Siempre me han preocupado las palabras y la
interpretación que cada uno hace de ellas. Cuando me hicieron esa pregunta,
pensé que era una obviedad: llevaba casi una hora hablando con entusiasmo del
acto de escribir y de mis libros. Pero después… después le he dado mil vueltas
y creo que tiene un componente de asombro y también de respeto. Durante los
encuentros con los lectores hay muchas preguntas que se repiten, pero de pronto
surge algo especial, distinto, que te hace recordar lo bonito de tu profesión y
te da fuerzas para seguir caminando. Y, a veces, mucho más que en las preguntas
hallas esa chispa en las miradas de algunos niños. Son miradas reflexivas, de
admiración, y también de esperanza ante un futuro que de pronto ven al alcance
de la mano. De hecho, muchos de esos niños me dicen a la salida, en voz muy
baja, con emoción: “Yo también voy a ser escritor.”
¿En
alguno de esos encuentros le ha comentado algún niño que algo de lo que usted
ha escrito le ha sucedido a él?
En general, yo hablo de personas de carne y
hueso a las que, en principio, les ocurren cosas cotidianas. En ese sentido,
los lectores se sienten identificados con mis personajes, establecen empatía
con ellos. Pero, en su mayor parte, están más interesados por saber si esos
hechos me han sucedido a mí. Muchos, sobre todo los más pequeños, se toman la
historia al pie de la letra, casi como una biografía de su autora. Yo trato de
dejarles claro que, en ocasiones, puedo partir de un hecho real pero siempre
acabo transformándolo con el poder de la imaginación -no con una varita mágica-
para alejarlo de la realidad y convertirlo en literatura.
Muchos
autores cuando escriben piensan en unos interlocutores, sus hijos, su sobrino
(como en el caso de Rodari), aunque también debe haber casos en que se imaginan
dialogando con ellos mismos de pequeños. ¿Quién es su piedra de toque?

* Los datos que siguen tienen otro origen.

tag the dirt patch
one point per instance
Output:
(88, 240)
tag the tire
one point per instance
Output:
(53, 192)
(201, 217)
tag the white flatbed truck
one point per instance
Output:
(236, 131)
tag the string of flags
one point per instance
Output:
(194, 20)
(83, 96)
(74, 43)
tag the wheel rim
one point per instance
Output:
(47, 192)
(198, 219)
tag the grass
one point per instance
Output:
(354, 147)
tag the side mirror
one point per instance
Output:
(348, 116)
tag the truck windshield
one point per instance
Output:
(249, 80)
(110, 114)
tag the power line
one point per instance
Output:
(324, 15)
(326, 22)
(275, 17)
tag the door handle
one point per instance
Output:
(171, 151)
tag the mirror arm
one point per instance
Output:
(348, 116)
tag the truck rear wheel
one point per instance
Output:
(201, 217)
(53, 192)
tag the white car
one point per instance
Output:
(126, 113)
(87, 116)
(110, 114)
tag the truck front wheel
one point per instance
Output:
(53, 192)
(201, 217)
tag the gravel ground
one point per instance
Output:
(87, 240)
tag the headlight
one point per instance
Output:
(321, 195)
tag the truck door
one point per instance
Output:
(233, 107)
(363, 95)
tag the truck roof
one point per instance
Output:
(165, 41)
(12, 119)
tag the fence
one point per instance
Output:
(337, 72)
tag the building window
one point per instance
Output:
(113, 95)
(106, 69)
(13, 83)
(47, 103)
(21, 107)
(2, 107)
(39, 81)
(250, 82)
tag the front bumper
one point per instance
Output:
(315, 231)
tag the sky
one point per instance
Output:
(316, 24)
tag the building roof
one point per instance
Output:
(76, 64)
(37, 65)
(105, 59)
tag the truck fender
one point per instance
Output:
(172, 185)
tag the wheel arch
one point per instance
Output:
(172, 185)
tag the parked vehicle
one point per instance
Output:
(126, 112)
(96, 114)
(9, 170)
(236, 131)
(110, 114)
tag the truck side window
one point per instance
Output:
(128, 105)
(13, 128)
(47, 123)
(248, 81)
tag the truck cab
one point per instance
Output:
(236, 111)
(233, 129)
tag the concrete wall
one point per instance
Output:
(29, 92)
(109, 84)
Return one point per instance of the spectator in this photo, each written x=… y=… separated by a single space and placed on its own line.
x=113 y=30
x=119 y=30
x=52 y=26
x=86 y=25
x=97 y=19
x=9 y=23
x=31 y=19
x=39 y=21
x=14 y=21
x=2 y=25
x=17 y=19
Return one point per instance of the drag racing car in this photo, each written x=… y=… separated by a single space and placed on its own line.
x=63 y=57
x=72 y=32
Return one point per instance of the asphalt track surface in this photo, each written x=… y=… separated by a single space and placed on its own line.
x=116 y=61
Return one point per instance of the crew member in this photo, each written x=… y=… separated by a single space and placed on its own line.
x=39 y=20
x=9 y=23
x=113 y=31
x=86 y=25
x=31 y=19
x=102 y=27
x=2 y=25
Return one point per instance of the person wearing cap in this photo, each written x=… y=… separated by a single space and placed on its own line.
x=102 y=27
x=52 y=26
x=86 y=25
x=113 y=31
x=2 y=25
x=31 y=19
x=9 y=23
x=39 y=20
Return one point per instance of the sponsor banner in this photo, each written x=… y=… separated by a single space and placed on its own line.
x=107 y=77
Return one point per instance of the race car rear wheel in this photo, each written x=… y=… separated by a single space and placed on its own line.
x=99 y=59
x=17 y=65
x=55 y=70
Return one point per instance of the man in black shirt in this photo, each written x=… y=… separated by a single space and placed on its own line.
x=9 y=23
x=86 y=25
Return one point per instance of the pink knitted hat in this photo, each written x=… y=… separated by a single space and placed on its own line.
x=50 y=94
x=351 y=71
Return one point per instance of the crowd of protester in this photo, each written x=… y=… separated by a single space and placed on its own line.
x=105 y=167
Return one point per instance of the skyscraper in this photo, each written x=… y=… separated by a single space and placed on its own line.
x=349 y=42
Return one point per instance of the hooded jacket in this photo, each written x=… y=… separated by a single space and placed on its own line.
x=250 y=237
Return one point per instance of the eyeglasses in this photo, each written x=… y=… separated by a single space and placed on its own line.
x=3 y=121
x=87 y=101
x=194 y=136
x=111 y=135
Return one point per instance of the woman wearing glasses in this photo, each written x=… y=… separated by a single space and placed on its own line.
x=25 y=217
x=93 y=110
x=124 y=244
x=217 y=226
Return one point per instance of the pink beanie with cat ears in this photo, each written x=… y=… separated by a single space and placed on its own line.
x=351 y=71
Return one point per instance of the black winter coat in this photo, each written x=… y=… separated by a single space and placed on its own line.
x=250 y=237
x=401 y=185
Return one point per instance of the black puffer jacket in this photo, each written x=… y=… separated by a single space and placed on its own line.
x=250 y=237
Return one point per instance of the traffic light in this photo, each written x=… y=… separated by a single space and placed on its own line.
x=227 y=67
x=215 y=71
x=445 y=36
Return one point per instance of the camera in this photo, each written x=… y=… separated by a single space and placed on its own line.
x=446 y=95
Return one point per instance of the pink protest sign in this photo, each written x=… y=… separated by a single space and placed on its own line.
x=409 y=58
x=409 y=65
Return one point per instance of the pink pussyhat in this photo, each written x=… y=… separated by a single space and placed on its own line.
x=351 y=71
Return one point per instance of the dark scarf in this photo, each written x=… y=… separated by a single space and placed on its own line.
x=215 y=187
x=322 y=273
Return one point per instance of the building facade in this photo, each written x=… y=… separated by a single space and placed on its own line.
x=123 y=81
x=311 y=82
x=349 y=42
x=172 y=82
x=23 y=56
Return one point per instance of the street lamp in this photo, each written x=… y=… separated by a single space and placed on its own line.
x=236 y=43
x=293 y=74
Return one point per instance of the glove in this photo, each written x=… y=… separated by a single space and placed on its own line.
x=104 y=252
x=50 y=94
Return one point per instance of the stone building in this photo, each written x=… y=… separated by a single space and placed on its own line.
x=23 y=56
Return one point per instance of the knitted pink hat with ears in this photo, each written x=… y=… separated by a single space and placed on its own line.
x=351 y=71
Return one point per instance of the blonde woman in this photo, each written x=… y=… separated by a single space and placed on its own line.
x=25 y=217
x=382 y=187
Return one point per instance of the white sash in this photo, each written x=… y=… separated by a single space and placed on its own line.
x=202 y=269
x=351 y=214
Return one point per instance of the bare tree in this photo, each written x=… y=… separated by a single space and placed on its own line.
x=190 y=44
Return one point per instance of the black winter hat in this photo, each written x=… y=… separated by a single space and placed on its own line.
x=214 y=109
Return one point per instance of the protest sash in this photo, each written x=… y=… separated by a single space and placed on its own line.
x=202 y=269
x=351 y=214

No pienso en ningún niño en concreto, pero sí en
una colectividad: la de los lectores. Les cuento la historia a ellos: esos
lectores con los que converso en los centros que visito habitualmente. Son
ellos los que dan vida a mis libros al descubrir las historias que estos encierran.
Por eso, siempre trato de hacerles comprender la importancia de su estatus de
lector, que se den cuenta de que un libro sin un lector no es nada.
¿Cómo
fue la pequeña Marinella, como niña, como lectora?
Una niña reflexiva, con mucha vida interior.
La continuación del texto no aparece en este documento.